Entretien: Philipp Rohrer

L’industrie alimentaire et les grands distributeurs commercialisent de nombreux emballages jetables. Ils jouent donc un rôle important dans la lutte contre le flot de déchets qui inonde notre planète. La pression du public les contraint à reconnaitre leur responsabilité et à chercher des solutions. Ce faisant, ils ne doivent toutefois pas se concentrer sur de fausses solutions. Un entretien avec Philipp Rohrer, chargé de la campagne contre les emballages à usage unique pour Greenpeace Suisse.

Quels sont les objectifs de la vision « Zéro déchets» et quel rôle les grandes entreprises y jouent-elles?
Greenpeace Suisse s’engage pour une réduction des emballages à usage unique. Et il ne s’agit pas que du plastique. Les autres matériaux d’emballage comme le papier, le carton ou les soi-disant «bioplastiques» sont tout aussi problématiques pour l’environnement. Nous devons nous détourner de l’actuelle culture de prêt-à-jeter et nous orienter vers un avenir qui mise sur la réutilisation, la vente en vrac et le remplissage. Cela nécessite un changement d’attitude de la part de la grande distribution en Suisse et aussi des multinationales basées en Suisse comme Nestlé.

Quelle est la transparence des grands distributeurs et des groupes alimentaires en ce qui concerne leur empreinte plastique?
Les grands distributeurs et les groupes alimentaires réagissent aux pressions des consommateurs-trices et des organisations écologistes et annoncent régulièrement des objectifs de réduction du plastique. Ces objectifs sont toutefois souvent difficiles à apprécier, car la consommation totale de plastique n’est pas communiquée. Pour Greenpeace, les mesures qui permettent d’atteindre les objectifs de réduction chiffrés sont au moins aussi importantes que les chiffres eux-mêmes. Une réduction durable de l’empreinte environnementale des emballages n’est en effet possible qu’avec des investissements dans des systèmes de livraison et de vente basés sur la réutilisation et le remplissage.
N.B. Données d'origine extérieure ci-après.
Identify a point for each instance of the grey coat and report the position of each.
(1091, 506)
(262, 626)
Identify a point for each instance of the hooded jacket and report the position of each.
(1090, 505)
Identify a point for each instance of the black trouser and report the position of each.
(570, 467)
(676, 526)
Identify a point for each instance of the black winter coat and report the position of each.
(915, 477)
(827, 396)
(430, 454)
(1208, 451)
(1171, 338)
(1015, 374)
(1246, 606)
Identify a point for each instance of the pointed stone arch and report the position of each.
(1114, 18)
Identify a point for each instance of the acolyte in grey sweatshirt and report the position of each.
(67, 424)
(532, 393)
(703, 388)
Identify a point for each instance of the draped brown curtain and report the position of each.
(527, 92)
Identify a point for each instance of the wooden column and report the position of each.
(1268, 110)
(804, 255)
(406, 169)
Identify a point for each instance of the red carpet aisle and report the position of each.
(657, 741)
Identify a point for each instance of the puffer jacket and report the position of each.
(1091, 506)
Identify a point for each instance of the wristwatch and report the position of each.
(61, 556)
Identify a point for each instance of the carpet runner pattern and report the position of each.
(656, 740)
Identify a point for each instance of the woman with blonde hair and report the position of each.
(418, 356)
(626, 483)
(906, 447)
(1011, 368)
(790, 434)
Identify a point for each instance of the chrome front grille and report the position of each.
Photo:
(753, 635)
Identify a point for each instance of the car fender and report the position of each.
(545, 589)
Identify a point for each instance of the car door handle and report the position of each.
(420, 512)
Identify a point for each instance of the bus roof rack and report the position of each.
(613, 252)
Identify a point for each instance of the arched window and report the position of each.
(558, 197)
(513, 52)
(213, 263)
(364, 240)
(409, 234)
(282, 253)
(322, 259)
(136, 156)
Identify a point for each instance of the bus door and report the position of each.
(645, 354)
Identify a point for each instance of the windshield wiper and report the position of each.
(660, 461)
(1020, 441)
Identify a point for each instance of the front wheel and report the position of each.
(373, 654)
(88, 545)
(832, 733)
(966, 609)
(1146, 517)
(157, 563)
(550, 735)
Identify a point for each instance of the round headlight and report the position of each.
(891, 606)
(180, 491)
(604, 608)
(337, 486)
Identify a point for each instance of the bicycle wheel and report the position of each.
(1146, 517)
Nestlé a annoncé la création d’un Institute of Packaging Sciences et vouloir rendre tous les emballages réutilisables ou revalorisables d’ici 2025. Que pensez-vous de ces mesures?
Il est réjouissant de voir que Nestlé commence à réfléchir à la façon dont elle emballe ses produits. Mais ses mesures pour faire face à la crise du plastique ne sont pas suffisantes. La solution ne se trouve pas dans plus de recyclage ou dans la transition vers un autre matériau jetable mais la fin du prêt-à-jeter.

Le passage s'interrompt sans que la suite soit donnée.